Statuses/update can return a 187 error for non-duplicate tweets


#1

When I tweet a single unicode character (say 0x1F601) and immediately tweet another unicode character (0x1F602), the second tweet always fails with a duplicate tweet error (187).

I think something is wrong here because I also observed the following:

  1. When I repeat the above scenario but wait 10 seconds between tweets, there is no failure.
  2. When I repeat the above scenario (no wait) but instead of unicode I use two different ASCII characters, there is no failure.

#2

Twitter can use some fuzzy, multi-stage logic to determine what & when it considers content duplicative. I don’t think there’s anything unusual going on here.


#3

Seems odd that the logic only produces bad results with unicode.
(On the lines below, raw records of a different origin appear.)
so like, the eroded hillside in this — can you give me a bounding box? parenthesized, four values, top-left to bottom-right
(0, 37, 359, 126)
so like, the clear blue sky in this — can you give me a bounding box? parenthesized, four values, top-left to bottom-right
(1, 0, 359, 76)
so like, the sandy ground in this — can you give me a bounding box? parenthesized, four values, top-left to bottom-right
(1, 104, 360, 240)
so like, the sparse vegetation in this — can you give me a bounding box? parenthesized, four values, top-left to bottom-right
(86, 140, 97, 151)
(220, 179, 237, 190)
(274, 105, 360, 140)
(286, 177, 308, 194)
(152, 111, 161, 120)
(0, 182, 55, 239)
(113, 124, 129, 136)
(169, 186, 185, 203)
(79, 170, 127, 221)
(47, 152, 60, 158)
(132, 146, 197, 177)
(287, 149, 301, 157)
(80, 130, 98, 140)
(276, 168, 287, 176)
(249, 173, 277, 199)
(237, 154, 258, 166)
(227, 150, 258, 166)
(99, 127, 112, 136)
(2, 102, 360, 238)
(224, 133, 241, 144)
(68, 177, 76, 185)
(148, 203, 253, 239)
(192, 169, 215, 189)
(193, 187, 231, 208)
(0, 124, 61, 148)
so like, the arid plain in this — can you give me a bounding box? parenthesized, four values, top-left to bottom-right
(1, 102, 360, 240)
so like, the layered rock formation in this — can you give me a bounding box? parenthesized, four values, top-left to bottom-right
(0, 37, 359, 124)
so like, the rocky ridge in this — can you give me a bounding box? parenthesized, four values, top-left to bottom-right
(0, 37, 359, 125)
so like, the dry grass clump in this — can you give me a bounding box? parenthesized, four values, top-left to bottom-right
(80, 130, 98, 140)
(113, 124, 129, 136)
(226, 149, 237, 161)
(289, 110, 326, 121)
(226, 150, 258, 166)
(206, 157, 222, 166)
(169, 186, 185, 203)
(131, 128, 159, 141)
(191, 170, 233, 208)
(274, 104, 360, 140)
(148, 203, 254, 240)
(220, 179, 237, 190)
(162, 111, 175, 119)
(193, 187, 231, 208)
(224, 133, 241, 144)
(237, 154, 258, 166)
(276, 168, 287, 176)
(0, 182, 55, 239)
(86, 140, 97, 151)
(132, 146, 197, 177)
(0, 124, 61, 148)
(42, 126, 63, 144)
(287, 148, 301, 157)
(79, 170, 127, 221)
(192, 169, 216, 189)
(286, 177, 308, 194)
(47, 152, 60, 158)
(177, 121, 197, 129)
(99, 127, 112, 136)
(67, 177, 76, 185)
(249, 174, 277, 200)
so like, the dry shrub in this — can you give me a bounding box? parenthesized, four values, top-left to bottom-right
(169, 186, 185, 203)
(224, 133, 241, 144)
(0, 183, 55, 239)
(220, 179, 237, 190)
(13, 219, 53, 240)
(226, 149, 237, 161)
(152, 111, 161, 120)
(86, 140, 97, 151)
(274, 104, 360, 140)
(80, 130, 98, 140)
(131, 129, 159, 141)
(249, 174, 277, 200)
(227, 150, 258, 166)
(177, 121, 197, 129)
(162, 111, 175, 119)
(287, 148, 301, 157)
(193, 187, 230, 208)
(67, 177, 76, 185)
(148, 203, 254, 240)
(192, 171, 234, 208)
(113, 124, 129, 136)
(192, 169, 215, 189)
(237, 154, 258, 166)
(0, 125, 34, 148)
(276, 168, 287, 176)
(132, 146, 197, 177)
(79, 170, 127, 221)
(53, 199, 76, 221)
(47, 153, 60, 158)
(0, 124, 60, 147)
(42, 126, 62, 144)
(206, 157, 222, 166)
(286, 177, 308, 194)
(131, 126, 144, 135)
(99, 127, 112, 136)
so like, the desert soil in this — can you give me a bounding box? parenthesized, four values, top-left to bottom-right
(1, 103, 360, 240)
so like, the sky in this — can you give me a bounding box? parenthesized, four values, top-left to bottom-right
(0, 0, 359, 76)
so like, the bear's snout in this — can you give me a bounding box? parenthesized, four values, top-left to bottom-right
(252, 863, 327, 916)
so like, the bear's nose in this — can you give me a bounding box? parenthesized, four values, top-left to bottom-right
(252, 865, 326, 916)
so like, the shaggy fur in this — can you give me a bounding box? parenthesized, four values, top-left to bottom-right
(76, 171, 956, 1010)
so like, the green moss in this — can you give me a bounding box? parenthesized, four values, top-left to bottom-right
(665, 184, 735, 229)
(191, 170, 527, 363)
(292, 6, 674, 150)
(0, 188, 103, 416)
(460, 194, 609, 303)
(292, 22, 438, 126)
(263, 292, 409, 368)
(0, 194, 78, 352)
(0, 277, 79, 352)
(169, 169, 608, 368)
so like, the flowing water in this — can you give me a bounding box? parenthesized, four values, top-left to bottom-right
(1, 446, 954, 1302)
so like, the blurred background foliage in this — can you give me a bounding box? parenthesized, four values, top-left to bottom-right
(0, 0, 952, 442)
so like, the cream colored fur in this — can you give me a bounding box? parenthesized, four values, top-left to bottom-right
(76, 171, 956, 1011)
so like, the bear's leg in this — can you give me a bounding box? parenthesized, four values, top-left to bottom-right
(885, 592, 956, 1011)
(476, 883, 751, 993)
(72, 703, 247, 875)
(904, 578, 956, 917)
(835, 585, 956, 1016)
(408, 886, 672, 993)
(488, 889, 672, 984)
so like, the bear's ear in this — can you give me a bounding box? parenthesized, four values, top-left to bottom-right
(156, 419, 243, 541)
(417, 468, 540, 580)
These tweets are seen as duplicates:
“I am [smiley emoji] today”
“I am [frowny emoji] today”

But these are not:
“I am X today”
“I am Y today”


#4

Episod, Are you sure about the “fuzzy, multi-stage logic” explanation? The reason I ask is because I thought of another (I think possible) explanation: the emoji I am testing with are unicode surrogate pairs. Maybe the initial test for duplication only looks at the first code point? Since emoji are made up of two code points and the first code point is always the same (\xF0\x9F in UTF-8), that might explain why all emoji appear to be duplicates.